Problemy Gaz-System Pogoni Szczecin. "Jeszcze nie byliśmy w nowej hali"

Gaz-System Pogoń spotkaniem z Wybrzeżem Gdańsk zakończył serię sparingów. Szczecinianie zainaugurują ligę meczem z Vive Targami, a nie mieli jeszcze okazji trenować w nowej hali.

Gaz-System Pogoń Szczecin zakończył serię sparingów meczem pokazowym w Sławnie. - Było to bardzo fajne spotkanie. Jestem trochę zawiedziony tempem, bo był w naszym wykonaniu piknik. Sprawdzałem analizę spotkania, straciliśmy 13 bramek z kontry na 28, z czego 10 po naszych błędach. Zdobywaliśmy bramki z karnych, ale są one wynikiem faulu przy czystym rzucie. W drugiej połowie mieliśmy fajny zryw, podczas którego rzuciliśmy pięć bramek z rzędu. Później jednak wróciliśmy do zbyt powolnej gry. Po to są te spotkania, jak popełniać błędy to tutaj, a nie w meczach ligowych. Gratuluję Wybrzeżu, dzięki chłopakom stworzył się fajny zespół. W Gdańsku jest zespół młodych zawodników z umiejętnościami, wspartych Marcinem Lijewskim robiącym różnicę - ocenił Rafał Biały.
[ad=rectangle]
Szczecinianie zainaugurują sezon meczem z Vive Targi Kielce. To nie trudny rywal na początek sezonu stanowi podstawowy problem drużyny ze stolicy województwa zachodniopomorskiego. - Nie ma to znaczenia, bo każdy musi się spotkać z Vive. My gramy z nimi w pierwszej kolejce. Trzeba będzie się z nimi tłuc. Faworytem jest Vive i wszyscy zdają sobie z tego sprawę. My się nie poddamy. To będzie dobry mecz do analizy. Dopóki piłka w grze, wszystko jest możliwe. Mam nadzieję, że uda nam się przed inauguracją potrenować w nowej hali, bo jeszcze w niej niestety nie byliśmy - zauważył szkoleniowiec Gaz-System Pogoni.

Ten sezon może być przełomowy dla szczecińskiej piłki ręcznej, która dotychczas nie dysponowała dobrymi warunkami infrastrukturalnymi.

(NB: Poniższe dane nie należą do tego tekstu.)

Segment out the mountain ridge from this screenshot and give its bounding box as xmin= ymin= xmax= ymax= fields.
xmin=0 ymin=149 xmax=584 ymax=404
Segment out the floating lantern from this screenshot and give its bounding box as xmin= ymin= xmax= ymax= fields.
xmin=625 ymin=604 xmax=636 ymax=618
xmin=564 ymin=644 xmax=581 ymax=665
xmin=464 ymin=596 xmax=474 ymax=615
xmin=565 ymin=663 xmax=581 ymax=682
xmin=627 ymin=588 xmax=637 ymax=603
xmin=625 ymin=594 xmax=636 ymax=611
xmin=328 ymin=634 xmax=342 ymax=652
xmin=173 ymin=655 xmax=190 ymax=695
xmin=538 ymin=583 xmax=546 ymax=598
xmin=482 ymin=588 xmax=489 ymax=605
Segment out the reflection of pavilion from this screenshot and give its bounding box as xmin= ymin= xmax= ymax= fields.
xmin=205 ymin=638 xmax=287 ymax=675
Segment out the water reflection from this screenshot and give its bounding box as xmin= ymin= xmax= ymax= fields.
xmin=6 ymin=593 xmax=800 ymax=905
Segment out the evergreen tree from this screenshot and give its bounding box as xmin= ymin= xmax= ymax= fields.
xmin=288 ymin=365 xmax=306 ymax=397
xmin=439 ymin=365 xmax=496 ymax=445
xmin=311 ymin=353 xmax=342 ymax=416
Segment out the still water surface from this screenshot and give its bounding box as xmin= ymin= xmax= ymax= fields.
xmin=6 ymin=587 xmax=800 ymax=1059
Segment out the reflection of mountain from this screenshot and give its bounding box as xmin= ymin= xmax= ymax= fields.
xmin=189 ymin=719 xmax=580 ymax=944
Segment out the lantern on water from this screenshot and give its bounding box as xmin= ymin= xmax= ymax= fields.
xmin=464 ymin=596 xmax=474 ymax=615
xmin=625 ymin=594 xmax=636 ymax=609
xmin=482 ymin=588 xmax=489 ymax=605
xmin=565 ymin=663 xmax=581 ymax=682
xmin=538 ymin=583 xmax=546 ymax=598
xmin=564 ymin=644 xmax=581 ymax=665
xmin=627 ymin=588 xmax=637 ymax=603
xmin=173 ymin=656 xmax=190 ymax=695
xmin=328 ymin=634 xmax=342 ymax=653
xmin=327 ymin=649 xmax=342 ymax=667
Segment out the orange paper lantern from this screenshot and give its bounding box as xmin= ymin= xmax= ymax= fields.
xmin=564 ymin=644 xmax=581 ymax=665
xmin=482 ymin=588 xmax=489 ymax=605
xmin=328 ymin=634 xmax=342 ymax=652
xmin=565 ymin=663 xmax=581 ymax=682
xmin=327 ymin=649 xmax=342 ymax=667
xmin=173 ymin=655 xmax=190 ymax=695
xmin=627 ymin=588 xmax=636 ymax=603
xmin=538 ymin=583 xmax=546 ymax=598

Nowa hala, to też nowe problemy. - Wszystko fajnie, mamy piękną halę, ale w Szczecinie jest wiele zespołów i długo potrwa zanim się ustali kto kiedy trenuje. My w tej hali jeszcze nie byliśmy. To duży problem, bo jak nie uda się w niej potrenować przed inauguracją, to zagramy jak na wyjeździe - martwi się Biały.